- - Tuesday, January 4, 2011


Judge backs Emanuel in residency fight

A Cook County judge upheld on Tuesday an election board’s decision to keep former White House chief of staff Rahm Emanuel on the Chicago mayoral ballot.

Cook County Circuit Court Associate Judge Mark Ballard said Tuesday that there was sufficient evidence to support the board’s conclusion that Mr. Emanuel intended to remain a Chicago resident and did not abandon his city residency.

Lawyer Burt Odelson, who represents two Chicago voters who have challenged Mr. Emanuel’s residency, had said if he lost in court Tuesday he would take the case to the Illinois Appellate Court and then to the state Supreme Court.

The Chicago Board of Election Commissioners has already voted to allow Mr. Emanuel on the Feb. 22 ballot, saying he meets residency requirements. The erstwhile Democratic congressman moved back to Chicago in October and has a strong lead in the polls.

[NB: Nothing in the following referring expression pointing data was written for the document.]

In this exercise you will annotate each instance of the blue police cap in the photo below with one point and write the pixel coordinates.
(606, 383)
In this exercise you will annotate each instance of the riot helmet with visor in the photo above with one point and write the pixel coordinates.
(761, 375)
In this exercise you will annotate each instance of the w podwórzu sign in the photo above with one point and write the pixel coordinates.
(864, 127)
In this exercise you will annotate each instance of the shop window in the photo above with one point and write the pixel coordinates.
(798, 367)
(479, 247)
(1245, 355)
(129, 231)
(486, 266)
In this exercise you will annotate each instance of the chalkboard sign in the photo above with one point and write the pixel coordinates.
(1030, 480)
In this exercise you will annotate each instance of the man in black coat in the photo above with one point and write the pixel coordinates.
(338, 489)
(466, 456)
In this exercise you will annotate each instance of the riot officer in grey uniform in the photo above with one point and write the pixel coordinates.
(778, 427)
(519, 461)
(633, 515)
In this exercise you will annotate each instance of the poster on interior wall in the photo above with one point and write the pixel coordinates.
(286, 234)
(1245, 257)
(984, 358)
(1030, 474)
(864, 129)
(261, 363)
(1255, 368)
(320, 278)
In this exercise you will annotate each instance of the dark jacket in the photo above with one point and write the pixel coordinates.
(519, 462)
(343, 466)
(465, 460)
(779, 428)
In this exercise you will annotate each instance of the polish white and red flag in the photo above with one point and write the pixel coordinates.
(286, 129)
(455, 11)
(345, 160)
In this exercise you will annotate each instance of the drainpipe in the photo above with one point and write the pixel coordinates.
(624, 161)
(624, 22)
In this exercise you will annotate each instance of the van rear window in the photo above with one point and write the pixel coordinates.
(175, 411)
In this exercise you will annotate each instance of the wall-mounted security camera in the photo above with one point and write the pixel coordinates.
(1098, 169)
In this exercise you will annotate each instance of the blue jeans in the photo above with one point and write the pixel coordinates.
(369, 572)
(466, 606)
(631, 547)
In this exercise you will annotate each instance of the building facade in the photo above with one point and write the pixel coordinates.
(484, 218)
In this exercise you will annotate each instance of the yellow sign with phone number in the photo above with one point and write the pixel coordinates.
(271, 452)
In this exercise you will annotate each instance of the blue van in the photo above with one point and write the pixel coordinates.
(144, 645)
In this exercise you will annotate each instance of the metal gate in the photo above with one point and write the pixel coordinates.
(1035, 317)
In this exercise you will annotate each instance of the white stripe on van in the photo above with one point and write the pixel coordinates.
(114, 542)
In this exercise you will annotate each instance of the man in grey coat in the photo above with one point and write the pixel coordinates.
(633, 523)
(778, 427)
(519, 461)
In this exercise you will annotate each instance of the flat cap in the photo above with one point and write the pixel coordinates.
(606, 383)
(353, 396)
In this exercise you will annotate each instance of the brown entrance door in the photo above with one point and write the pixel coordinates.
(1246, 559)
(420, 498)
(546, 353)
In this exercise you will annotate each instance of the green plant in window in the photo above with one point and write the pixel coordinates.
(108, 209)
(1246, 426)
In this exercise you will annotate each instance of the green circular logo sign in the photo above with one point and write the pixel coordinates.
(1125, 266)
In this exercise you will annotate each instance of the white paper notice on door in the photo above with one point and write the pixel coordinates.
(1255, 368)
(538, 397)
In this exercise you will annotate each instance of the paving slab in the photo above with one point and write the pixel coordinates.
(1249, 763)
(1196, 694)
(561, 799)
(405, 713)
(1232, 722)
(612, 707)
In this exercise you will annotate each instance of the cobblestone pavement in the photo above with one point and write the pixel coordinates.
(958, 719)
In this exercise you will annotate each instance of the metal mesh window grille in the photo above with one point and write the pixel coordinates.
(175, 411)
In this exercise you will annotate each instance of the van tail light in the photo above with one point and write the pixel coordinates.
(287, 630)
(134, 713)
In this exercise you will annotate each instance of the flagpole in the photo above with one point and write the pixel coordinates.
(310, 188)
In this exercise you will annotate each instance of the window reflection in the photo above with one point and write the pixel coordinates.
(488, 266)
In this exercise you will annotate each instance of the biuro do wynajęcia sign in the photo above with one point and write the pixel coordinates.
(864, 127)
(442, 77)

Biden’s chief of staff leaves for private sector

Vice President Joseph R. Biden Jr. announced Tuesday his chief of staff, Ron Klain, is leaving his post later this month.

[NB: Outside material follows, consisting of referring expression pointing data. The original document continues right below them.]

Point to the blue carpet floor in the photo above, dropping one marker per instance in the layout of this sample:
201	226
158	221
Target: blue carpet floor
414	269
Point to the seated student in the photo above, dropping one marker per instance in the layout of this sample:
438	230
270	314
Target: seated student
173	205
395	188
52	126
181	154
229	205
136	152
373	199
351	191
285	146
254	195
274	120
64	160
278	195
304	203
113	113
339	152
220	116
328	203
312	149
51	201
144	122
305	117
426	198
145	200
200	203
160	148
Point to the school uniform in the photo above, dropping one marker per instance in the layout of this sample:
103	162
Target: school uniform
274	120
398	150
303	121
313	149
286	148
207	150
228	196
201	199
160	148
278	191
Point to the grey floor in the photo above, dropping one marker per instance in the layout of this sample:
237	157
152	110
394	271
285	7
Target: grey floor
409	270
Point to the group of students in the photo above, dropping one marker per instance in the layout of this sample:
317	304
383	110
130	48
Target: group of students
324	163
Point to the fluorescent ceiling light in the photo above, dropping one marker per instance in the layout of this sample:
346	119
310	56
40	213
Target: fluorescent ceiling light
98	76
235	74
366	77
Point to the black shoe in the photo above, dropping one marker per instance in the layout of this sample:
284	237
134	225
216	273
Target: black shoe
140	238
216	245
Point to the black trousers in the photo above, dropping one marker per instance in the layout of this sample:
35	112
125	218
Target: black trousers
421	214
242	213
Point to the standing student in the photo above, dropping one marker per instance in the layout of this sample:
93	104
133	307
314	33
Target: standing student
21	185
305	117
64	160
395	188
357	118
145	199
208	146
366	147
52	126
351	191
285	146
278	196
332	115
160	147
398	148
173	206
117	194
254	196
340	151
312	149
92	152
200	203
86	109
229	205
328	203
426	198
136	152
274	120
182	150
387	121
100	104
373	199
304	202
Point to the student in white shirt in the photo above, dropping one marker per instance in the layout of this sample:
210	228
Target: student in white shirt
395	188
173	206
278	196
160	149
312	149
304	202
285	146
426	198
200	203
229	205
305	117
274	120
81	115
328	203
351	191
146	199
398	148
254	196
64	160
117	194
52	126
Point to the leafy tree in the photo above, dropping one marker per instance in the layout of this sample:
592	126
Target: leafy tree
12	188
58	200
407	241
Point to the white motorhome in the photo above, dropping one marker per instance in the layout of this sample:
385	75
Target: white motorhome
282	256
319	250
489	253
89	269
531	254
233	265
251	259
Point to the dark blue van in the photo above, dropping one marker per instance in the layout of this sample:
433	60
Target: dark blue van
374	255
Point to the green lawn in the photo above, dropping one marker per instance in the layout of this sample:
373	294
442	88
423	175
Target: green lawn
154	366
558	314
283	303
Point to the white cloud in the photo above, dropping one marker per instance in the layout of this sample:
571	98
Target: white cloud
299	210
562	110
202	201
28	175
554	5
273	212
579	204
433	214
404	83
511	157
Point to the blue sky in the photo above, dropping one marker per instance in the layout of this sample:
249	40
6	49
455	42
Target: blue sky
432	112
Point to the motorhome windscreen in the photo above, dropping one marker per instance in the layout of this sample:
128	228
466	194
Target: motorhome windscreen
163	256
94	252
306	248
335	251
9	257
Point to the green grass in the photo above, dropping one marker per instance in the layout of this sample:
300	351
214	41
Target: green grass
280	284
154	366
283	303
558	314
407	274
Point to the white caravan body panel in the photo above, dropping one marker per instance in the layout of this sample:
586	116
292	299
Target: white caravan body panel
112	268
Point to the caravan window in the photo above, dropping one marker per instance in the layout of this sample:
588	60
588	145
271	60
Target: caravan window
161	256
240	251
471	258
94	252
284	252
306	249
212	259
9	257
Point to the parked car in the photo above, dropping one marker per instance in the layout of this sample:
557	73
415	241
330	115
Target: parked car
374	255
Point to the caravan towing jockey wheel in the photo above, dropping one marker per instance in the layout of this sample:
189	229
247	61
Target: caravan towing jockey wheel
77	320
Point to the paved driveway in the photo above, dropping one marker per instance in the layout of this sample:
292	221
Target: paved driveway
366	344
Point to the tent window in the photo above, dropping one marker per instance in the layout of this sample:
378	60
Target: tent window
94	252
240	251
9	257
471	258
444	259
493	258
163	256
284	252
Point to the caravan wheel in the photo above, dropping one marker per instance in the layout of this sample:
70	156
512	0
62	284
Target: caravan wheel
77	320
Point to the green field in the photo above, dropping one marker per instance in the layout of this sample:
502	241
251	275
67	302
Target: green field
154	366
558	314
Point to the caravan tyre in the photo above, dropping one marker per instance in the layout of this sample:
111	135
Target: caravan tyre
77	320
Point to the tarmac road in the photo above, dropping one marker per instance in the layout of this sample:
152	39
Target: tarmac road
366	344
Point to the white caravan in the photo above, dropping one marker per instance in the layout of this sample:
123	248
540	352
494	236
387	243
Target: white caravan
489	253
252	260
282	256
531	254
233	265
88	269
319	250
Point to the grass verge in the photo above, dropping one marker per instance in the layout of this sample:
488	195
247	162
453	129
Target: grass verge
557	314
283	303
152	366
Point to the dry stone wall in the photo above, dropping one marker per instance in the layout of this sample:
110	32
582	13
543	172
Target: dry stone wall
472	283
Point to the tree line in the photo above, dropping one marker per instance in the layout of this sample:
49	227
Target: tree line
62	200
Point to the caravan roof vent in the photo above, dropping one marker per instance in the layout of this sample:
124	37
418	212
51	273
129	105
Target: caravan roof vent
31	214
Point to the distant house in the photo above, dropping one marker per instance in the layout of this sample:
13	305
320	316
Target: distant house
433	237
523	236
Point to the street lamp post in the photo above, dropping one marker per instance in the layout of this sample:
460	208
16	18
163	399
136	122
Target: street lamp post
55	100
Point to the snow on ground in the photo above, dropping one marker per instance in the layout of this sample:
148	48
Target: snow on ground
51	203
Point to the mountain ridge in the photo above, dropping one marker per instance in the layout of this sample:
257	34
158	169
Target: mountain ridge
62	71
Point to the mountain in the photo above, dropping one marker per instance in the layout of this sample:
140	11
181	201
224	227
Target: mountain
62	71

Mr. Klain has been a longtime Democratic political operative, and the White House said he helped foster a strong relationship between the vice president’s and the president’s staffs. He also served as former Vice President Al Gore’s chief of staff and was a key figure during the 2000 presidential-election recount in Florida.

Mr. Klain will become president of Case Holdings, the parent company of an investment firm owned by his former boss and AOL co-founder Steve Case. His departure comes amid other changes in White House personnel and a restructuring of duties.

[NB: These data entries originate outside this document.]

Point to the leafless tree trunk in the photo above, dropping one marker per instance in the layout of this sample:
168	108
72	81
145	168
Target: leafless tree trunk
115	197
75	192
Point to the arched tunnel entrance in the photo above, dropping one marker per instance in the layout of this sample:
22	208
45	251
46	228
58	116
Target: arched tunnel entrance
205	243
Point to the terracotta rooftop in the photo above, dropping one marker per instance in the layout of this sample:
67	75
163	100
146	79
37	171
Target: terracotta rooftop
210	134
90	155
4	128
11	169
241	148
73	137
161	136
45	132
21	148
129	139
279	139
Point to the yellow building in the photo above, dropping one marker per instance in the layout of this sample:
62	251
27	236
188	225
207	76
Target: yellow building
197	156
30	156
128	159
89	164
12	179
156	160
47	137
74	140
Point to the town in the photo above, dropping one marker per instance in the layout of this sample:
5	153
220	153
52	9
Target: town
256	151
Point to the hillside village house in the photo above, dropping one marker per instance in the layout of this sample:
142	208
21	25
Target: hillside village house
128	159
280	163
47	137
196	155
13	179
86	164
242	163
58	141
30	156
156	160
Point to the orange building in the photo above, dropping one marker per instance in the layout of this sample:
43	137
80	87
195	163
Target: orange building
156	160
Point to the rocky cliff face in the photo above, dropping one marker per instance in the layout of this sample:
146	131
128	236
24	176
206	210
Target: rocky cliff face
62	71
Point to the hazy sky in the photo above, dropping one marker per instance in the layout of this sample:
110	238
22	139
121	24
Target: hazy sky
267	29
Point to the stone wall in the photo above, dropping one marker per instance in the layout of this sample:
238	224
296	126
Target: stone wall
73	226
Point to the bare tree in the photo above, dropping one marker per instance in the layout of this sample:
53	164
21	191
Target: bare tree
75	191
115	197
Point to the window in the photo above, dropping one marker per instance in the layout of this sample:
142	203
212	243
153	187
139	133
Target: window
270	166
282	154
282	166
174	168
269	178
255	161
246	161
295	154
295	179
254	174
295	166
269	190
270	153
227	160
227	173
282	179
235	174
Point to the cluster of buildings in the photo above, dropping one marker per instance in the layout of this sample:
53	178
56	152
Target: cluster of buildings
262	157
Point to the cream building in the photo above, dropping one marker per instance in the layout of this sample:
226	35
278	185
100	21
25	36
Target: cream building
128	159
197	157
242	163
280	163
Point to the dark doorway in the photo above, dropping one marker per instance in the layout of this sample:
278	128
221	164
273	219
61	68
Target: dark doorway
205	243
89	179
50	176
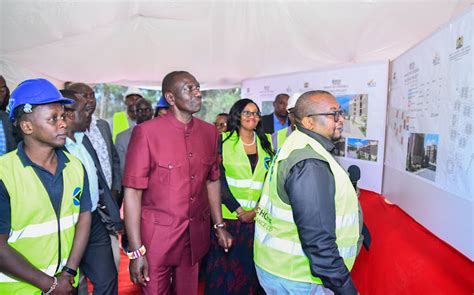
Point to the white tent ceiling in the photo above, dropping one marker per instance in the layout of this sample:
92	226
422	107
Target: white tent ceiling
220	42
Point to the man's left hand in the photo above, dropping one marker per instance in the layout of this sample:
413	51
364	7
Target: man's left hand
224	238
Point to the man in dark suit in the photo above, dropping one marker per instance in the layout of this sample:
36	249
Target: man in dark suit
98	260
279	118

D.C. holiday pushes back filing deadline

Taxpayers will get an extra three days to file their federal tax returns this year, and they can thank the nation’s capital for the extra time.

The filing deadline is delayed because the District of Columbia will observe Emancipation Day on Friday, April 15. The Internal Revenue Service said local holidays in the nation’s capital impact tax deadlines the same way federal holidays would.